Ortu Kasus Penganiayaan di Ponpes Nurul Ikhlas, Minta Kasus Cepat Disidangkan

PADANG PANJANG – Kedua orang tua almarhum Rhobi Al Halim, siswa Pondok Pesantren Nurul Ikhlas yang tewas dianiaya 17 temannya, Februari lalu, meminta kasus anaknya segera disidangkan.
“Kami meminta kasus tewasnya anak kami segera dilimpahkan ke pengadilan supaya tuntas perkara ini secepatnya,” kaya Yoserizal alias Pak Jack Alima Padang Panjang, ayah kandung almarhum Rhobi Al Halim menanggapi akan diserahkan berkas perkara anaknya oleh pihak kepolisian kepada kejaksaan pada 29 Juli mendatang.
Seperti diberitakan sebelumnya, Kasat Reskrim Polres Padang Panjang AKP Hidup Mulia, SH, MH menyatakan bahwa berkas kasus penganiaan yang menyebabkan tewasnya Rhobi Al Halim Siswa Ponpes Nurul Ikhlas, berkasnya akan diserahkan kepada Kejaksaan Negeri Padang Panjang 29 Juli mendatang.
Jack Alima mengaku dirinya bersama istri dan kakak adik almarhum serta keluargar besar sempat kecewa dengan lamanya proses penyidikan di tingkat kepolisian.
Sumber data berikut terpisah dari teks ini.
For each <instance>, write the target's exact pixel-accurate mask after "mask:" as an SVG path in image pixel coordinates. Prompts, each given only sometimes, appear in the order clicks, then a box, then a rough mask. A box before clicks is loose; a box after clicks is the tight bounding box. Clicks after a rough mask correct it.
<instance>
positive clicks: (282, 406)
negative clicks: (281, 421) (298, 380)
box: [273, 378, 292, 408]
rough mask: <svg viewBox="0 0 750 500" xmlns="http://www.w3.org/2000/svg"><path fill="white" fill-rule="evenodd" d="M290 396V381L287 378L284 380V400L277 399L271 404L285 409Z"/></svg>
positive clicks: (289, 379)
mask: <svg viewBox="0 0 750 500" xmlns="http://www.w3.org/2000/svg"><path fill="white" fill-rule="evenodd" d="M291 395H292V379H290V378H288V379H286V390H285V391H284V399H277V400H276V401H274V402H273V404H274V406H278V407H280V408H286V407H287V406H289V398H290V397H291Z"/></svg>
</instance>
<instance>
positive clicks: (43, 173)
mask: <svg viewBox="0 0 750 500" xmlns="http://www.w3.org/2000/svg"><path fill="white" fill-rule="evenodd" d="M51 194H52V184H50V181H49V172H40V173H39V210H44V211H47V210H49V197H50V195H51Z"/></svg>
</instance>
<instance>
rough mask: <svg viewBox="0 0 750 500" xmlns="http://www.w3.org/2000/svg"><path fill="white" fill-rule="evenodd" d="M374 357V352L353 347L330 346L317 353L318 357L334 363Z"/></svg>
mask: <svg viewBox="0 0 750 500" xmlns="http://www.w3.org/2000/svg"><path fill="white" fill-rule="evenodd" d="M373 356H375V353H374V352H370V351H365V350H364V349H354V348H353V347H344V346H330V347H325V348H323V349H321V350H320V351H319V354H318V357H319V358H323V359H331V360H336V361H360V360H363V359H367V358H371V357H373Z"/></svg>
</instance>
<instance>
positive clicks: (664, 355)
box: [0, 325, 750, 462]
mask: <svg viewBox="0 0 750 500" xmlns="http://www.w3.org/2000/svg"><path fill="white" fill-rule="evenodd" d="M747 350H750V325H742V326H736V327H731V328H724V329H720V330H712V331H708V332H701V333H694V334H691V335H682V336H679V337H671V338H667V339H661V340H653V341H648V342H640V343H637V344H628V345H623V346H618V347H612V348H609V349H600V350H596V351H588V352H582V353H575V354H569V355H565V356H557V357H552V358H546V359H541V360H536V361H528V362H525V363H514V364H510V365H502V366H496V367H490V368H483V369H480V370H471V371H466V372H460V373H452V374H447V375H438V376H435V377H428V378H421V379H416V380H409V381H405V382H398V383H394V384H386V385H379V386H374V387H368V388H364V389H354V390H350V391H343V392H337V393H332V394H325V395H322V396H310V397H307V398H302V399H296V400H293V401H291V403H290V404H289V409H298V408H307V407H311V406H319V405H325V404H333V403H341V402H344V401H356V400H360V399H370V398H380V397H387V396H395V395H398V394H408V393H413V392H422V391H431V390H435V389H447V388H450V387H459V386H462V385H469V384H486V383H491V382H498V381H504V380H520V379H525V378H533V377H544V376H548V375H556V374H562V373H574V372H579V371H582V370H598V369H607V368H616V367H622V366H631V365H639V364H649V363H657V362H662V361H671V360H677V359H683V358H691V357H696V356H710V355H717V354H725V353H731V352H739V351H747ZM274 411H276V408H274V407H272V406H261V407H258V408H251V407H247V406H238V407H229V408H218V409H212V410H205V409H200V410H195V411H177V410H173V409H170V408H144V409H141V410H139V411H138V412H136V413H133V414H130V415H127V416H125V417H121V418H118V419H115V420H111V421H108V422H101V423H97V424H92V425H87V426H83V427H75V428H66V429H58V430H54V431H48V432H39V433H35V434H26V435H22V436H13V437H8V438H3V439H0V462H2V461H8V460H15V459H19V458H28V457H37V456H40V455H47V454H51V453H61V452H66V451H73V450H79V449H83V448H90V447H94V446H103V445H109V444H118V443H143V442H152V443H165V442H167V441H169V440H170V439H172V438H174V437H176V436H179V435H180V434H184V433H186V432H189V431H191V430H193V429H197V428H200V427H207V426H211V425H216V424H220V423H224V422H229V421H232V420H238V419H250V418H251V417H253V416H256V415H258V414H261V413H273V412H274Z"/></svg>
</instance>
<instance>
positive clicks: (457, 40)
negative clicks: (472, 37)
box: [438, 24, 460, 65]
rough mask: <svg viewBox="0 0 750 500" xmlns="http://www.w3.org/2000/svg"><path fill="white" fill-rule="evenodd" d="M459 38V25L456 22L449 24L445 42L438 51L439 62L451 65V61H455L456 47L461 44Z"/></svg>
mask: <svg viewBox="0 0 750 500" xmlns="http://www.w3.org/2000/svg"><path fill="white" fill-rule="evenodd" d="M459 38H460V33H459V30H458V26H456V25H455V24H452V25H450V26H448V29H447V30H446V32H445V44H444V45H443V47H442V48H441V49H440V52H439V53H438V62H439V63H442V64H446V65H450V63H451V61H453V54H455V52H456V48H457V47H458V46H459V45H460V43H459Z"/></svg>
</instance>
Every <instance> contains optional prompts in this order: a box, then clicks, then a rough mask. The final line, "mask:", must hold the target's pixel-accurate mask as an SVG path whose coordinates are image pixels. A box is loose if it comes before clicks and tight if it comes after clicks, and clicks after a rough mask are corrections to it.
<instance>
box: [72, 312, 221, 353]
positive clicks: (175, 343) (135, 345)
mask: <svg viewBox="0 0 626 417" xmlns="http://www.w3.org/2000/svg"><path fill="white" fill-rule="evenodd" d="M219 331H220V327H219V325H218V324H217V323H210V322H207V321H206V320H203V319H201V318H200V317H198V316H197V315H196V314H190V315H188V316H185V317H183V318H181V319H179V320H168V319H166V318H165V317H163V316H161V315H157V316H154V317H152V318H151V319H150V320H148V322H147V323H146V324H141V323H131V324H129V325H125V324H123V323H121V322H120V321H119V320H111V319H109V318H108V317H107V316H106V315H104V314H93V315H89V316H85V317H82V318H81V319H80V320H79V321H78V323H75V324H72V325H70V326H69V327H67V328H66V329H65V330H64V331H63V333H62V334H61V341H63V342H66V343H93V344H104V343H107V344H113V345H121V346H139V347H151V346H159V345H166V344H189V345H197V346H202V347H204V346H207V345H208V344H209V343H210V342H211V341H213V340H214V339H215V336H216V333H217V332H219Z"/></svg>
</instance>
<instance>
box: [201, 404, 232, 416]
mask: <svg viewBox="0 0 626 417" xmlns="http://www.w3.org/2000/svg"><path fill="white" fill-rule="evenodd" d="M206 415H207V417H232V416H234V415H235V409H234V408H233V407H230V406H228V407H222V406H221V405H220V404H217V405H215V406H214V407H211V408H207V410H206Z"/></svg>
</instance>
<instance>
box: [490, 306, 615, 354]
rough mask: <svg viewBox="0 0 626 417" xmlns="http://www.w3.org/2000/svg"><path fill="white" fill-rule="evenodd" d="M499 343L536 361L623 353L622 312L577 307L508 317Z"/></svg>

Bahkan mereka sempat putus asa kasus ini tidak akan naik sampai ke pengadilan.
Namun dengan adanya penjelasan dari Kasat reskrim Polres Padang Panjang ini tentang telah selesainya pemberkasan kasus dan akan dilimpahkan ke kejaksaan, Jack Alima berharap berkas tersebut bisa lebih cepat lagi diserahkan jaksa kepada pengadilan.
“Kami berharap pihak Pengadilan Negeri Padang Panjang secepatnya pula dapat menyidangkan kasus ini, supaya siapa saja yang terlibat dalam kasus ini dapat hukuman yang setimpal,” ujar Jack.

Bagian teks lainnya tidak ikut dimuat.